Programado para o Festival de Cinema de Sundance deste ano, a Adobe anunciou que está trabalhando com vários estúdios, diretores e agências de talentos para desenvolver “modelos omni” de IA “privados e seguros para IP” da geração Firefly Foundry. De acordo com a empresa, os modelos Firefly Foundry têm como objetivo “acelerar a criatividade sem minar a propriedade ou a intenção criativa”, ao mesmo tempo que geram diferentes tipos de ativos, como vídeos com reconhecimento de áudio e gráficos 3D/vetoriais, que podem ser perfeitamente integrados a fluxos de trabalho que usam outros produtos da Adobe, como o Premiere.
Ao contrário de outros modelos no mercado que alimentam grandes conjuntos de dados extraídos da Internet, os modelos Firefly Foundry – que estão sendo comercializados para empresas e não para consumidores regulares – são exclusivos para cada um dos clientes da Adobe e treinados apenas em IP cujos clientes possuem os direitos. O que a Adobe está oferecendo é semelhante à ideia geral por trás startup genAI Asteria. Mas como uma empresa legada com décadas de experiência na construção desse tipo de produto, a Adobe parece muito melhor posicionada para realmente conseguir realizá-lo.
A Adobe afirma que isso garante que os modelos Firefly Foundry permitam “adoção responsável de IA em todas as fases da produção”, desde a pré-visualização até as edições finais. E a empresa está apostando no seu legado de criação de algumas das ferramentas criativas mais utilizadas na indústria do entretenimento para vender aos clientes a ideia de adotar esta nova tecnologia.

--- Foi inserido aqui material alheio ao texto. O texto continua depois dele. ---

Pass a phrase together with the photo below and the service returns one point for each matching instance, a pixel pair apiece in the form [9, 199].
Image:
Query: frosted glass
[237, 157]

Falando com A beiraa vice-presidente de novos empreendimentos de negócios genAI da Adobe, Hannah Elaskr, explicou que Firefly Foundry nasceu do trabalho anterior da empresa com grandes empresas que usam os modelos mais antigos e menos personalizáveis da Firefly. Nesses casos, os modelos eram limitados em sua capacidade de gerar ativos além de imagens estáticas ou de compreender os detalhes do IP dos clientes. Essas limitações estavam enraizadas no fato de que os modelos mais básicos de geração de IA da Adobe foram treinados exclusivamente com informações que a Adobe comprou os direitos de uso. Mas isso não foi suficiente para criar os tipos de ativos que os clientes da Adobe queriam no futuro.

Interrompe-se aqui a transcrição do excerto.